Rebeka Róth BF ’25 spent her summer analyzing performance data to help professional soccer teams in Europe make decisions about recruiting and transferring players. The internship was a particularly perfect fit for Róth, who plays on the Yale women’s soccer team and was an All-Ivy Second Team selection in 2022.
“I was their first employee who was in their database as a player,” Róth says. “It was a really great experience and they helped me figure out that this is what I want to do in the long run—play professional soccer, and then stay in the soccer business as a data analyst for a professional club, many of which already actively use data analysis for scouting.”
Róth, who hails from Budapest, Hungary, had never been to the United States before coming to Yale as a first-year. But her drive to pursue academic and athletic excellence helped her overcome any nerves about moving continents.
“I knew that if I wanted to continue both my educational and soccer careers at the highest possible level, I had to come to the United States,” Róth says. “I started reaching out to different schools, and when my current coach at Yale replied to my email, I was so happy. It was surreal that someone from Yale even emailed me back, let alone showed interest in recruiting me to the team. I didn’t really believe it was real until I stepped foot on campus.”
A scholarship was key in bringing Róth’s Yale dream to life.
“Financial aid made Yale’s world class education accessible to me,” she says, noting that without student support, moving to the other side of the world to pursue these passions would not have been possible for her.
Róth’s teammates helped her find her footing at Yale, and now as a junior, she’s helped welcome other Hungarian students to campus.
“The first year was pretty hard being far from home for the first time, and I was the only Hungarian student in Yale College,” Róth says. “But there are a few Hungarian students here now, and we’ve started a Hungarian student group where we get together at least once a month. It’s a really nice feeling just to speak Hungarian and connect with other people from home.”
English is Róth’s third language, and she only learned English as a foreign language, never the primary language of instruction in school.

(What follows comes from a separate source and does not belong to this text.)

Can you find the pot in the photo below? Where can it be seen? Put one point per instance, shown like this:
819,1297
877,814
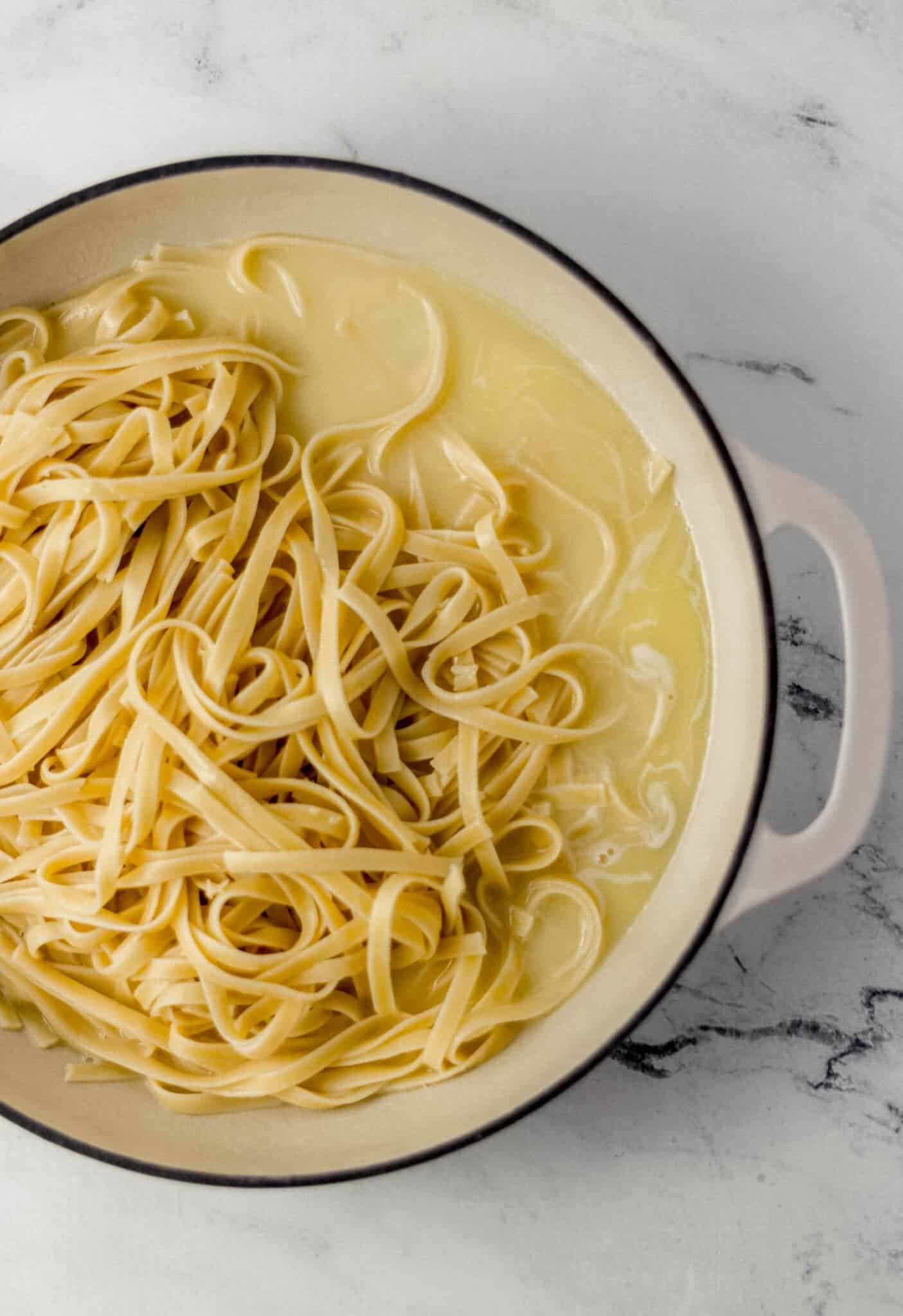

When she first arrived on campus, transitioning to an all-English education was challenging. In the beginning, long readings in English took longer to parse, and fast-moving seminar conversations made her reluctant to participate. But quickly, speaking and learning in English became second nature.
“In the beginning, it was hard to show my whole personality because I was much quieter due to the language barrier,” Róth says. “I had to arrive to a point where I didn’t care if my English was perfect. It helped me feel much more confident.”
Also adding to her confidence was her success on the soccer field.
“I’m just so happy every time I play, even if it’s just practice or a pickup game,” Róth says. “It’s the best feeling in the world.”